Through the process of permission and assent, parents and adolescents have a shared involvement in research participation decision-making. When family members are in agreement to either accept or decline an offer of research participation, there are no legal or ethical concerns. When differences in opinion between parents and adolescents exist, however, a host of potential problems may transpire in ensuring that the rights and responsibilities of each person are protected and honored. Understanding the frequency of and contexts in which differences of opinion between parent and adolescents are likely to emerge is, therefore, a significant requisite to addressing situations that may challenge the ethical conduct of research with adolescents.
In this study we found surprising consistency in the frequency of concordance/discordance between adolescents and their parents across nine research vignettes, encompassing both minimal and above minimal risk asthma protocols. The overall frequency of discordance was a substantial 40%, with differences in the patterns of concordance/discordance found across the nine studies. Parents were more willing than adolescents to participate in the minimal risk studies, while adolescents were more willing than parents to enroll in above minimal risk research. Thus, the erosion of voluntary assent resulting from a parent's desire to enroll an unwilling adolescent in research appears more likely to occur in minimal risk rather than above minimal risk research.
Because adolescents and parents often disagree on research participation decisions, concerns over authority and responsibility for research participation decision-making and the process by which adolescent assent is obtained becomes a highly salient consideration. In the standard informed consent model for children, parents are approached first to obtain permission for child research participation. If parental permission is obtained, child assent is then requested. Our research suggests that for minimal risk research with adolescents, parents are generally more likely to provide permission, allowing adolescents the opportunity to participate, either through assent or dissent, in the decision-making process. However, the extent to which unwilling adolescents might face potentially coercive strategies by parents or others to participate in minimal risk studies is unknown.
In above minimal risk studies, the situation is different because adolescents appear less risk averse than their parents. We found they were more willing than parents to participate in above minimal risk studies and their comments suggested they were much less focused on potential risk when making participation decisions. If parents are approached first to provide permission for their adolescent to participate in above minimal risk research, the findings from this study suggest parents will frequently decline. Thus, utilizing this commonly recommended consent process would result in adolescents having a limited opportunity to participate in decisions concerning research participation in above minimal risk studies.
Integral to the discussion of the ethical nature of any consent process, however, are perspectives surrounding who ought to have the final authority and responsibility for research participation decision-making.

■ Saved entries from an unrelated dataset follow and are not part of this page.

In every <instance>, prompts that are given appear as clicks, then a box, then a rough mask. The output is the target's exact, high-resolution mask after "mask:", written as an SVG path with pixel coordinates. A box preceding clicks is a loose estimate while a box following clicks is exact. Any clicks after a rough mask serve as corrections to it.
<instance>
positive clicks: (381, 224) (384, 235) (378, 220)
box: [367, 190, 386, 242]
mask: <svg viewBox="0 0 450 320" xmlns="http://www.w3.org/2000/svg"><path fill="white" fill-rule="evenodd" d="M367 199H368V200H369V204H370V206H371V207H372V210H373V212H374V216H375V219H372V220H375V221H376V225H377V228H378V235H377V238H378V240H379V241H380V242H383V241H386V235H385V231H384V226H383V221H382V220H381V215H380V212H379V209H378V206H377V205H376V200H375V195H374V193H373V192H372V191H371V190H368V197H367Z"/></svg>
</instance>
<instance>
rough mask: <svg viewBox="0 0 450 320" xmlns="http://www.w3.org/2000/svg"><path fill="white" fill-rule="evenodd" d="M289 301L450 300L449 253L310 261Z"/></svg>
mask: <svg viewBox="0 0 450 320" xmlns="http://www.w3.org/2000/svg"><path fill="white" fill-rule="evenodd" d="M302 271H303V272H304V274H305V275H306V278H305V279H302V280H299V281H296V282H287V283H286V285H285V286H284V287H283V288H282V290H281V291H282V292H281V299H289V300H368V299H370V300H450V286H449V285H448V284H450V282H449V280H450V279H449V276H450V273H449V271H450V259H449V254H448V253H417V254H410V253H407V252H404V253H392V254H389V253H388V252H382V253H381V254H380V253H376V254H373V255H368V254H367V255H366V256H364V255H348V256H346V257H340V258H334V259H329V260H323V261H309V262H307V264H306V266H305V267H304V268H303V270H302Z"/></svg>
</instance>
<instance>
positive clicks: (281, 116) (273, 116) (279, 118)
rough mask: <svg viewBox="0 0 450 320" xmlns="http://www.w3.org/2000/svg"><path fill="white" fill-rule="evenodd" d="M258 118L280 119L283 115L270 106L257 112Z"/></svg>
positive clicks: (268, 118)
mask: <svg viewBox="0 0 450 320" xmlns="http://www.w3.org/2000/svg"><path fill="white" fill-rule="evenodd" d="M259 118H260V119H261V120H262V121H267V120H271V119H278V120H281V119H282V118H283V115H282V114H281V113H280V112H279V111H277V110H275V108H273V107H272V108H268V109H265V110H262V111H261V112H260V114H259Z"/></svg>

A recent extensive discussion of the ethical considerations inherent in allocating greater adolescent decision-making autonomy for nonbeneficial research serves to highlight the existence of a spectrum of views [1
]. While parents are currently authorized to make such decisions, there is growing advocacy for and legislation authorizing adolescent legal rights to make independent health care decisions in a variety of areas. This is a relevant connection because federal regulations link authority to provide research consent to state laws concerning consent for medical treatment. Moreover, several other potential models for obtaining research consent involving initial adolescent involvement have been proposed. Preliminary qualitative findings reveal that parents and adolescents hold a range of opinions on how consent is most appropriately obtained for adolescent research participation [17
]. A systematic examination of views from parents, adolescents, researchers, and policy makers will be important for a thorough consideration of this topic. In the meantime, researchers can be attentive to the possibility that adolescents and parents may hold different views about research participation and provide opportunity for dialogue that both respects adolescents' desire to participate in health care-related decisions and acknowledges parental responsibility for providing permission to enroll in biomedical research.
This study provides a preliminary examination of the independent views parents and adolescents hold concerning participation in nine minimal and above minimal risk asthma research protocols. There are both strengths and limitations to the design that may limit interpretation of the findings. Hypothetical research protocols were presented in summary format with limited discussion of each study. Adolescents and parents were queried independently and did not discuss protocols with one another. Therefore, actual research participation decisions may be different in a more naturalistic setting. While the presentation order of the protocols was systematically varied across participants, reviewing all nine protocols sequentially may have influenced responses in unanticipated ways. However, the use of a spectrum of protocols enhances the generalizability of the findings and provides some important preliminary data on the acceptability of a variety of research designs to the families of adolescent asthma patients. Generalizability was also enhanced through the use of a clinical sample of adolescents with asthma recruited from a medical setting. In summary, our findings suggest that researchers ought to carefully consider the process by which families are offered the option of adolescent research participation.